Note: FBARs are due June 30th.
Taxpayers should review their records to determine whether they have a reporting requirement for the 2009 reporting period. Failure to file penalties are $10,000.
Tax years beginning after March 18, 2010, the HIRE Act also imposes a penalty equal to 40 percent of the amount of any federal tax understatement that is attributable to an undisclosed financial asset as required above.
The HIRE Act imposes a minimum penalty of $10,000 for failure to file information returns related to certain foreign trust transactions, including the creation of a foreign trust, the transfer of money or property to a foreign trust, or the death of a U.S. owner of a foreign trust. The penalty for failure to file these returns is 35 percent of the amount required to be disclosed on the return. Previously, if the IRS learned of an undisclosed foreign trust, but could not determine the amount required to be disclosed on its return, it could not impose a penalty. The new minimum penalty applies to notices and returns required to be filed after December 31, 2009.
The Hire Act requires each U.S. shareholder of a PFIC to file a new information return unless the IRS specifies otherwise. This requirement is effective March 18, 2010.
The HIRE Act allows the IRS to treat a foreign trust as having a U.S. beneficiary if a U.S. person directly or indirectly transfers property to the foreign trust. The U.S. person may rebut this presumption by demonstrating that under the terms of the trust, (1) no part of the trust may be paid or accumulated during the year for the benefit of a U.S. person (2) that if the trust were terminated during the year, no part of the trust could be paid to a U.S. person, (3) and that such person provides any additional information as IRS may require with respect to such transfer. This presumption applies to transfers of property after March 18, 2010.

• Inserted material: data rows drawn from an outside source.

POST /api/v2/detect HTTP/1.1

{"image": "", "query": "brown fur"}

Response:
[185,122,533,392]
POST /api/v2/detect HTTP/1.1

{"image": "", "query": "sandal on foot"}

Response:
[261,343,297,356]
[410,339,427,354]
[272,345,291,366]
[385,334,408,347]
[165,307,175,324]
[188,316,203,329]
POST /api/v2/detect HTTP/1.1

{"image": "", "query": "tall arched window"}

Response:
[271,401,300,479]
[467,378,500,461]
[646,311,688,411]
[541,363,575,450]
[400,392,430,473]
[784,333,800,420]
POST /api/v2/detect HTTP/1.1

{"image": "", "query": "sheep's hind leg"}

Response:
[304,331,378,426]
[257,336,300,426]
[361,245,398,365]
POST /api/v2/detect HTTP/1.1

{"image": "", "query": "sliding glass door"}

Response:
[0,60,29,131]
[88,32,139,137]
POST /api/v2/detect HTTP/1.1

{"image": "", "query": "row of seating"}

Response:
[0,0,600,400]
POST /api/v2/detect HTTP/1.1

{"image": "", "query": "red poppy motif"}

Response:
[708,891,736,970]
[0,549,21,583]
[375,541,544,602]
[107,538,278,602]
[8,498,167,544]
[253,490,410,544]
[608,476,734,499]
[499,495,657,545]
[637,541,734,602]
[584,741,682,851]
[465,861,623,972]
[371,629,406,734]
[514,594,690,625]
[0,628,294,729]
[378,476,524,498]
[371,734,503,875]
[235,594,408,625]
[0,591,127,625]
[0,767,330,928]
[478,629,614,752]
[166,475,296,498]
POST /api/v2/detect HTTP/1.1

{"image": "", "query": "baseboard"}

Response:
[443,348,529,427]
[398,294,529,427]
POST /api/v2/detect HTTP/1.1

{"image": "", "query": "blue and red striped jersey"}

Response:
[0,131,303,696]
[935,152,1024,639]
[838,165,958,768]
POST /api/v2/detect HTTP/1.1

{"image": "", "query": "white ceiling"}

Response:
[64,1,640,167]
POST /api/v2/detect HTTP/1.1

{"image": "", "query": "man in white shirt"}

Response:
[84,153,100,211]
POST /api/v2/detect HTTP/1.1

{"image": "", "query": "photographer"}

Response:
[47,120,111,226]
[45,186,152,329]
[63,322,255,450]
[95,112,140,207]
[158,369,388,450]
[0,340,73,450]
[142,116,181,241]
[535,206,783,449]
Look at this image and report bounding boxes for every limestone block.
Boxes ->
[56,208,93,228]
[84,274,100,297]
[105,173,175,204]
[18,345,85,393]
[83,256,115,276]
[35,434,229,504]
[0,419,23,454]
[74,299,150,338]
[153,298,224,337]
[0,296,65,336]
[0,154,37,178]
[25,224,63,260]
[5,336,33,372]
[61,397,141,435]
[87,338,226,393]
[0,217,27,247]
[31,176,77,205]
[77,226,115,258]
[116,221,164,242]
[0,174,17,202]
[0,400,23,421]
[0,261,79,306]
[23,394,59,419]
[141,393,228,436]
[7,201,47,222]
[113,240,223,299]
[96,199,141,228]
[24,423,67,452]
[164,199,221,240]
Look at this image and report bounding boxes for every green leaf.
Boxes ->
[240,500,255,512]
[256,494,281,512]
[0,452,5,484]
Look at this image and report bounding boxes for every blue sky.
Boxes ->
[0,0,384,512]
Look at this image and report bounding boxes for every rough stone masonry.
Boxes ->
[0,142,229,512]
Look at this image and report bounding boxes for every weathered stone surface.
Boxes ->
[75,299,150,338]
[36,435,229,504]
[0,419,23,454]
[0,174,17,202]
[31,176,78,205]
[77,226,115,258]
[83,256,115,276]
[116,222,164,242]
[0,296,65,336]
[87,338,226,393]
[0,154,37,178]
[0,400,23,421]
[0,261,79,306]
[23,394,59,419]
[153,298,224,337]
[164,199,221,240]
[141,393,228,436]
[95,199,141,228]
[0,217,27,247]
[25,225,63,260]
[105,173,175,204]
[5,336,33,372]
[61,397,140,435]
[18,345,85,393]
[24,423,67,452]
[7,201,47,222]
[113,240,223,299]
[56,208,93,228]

The HIRE Act clarifies that a foreign trust will be treated as having a U.S. beneficiary if (1) any person has discretion to determine the beneficiaries of the trust unless the terms of the trust specifically identify the class of beneficiaries and none of those beneficiaries are U.S. persons or (2) any written, oral, or other agreement could result in a beneficiary of the trust being a U.S. person. The Act also clarifies that the use of any trust property will be treated as a payment from the trust in the amount of the fair market value of such use.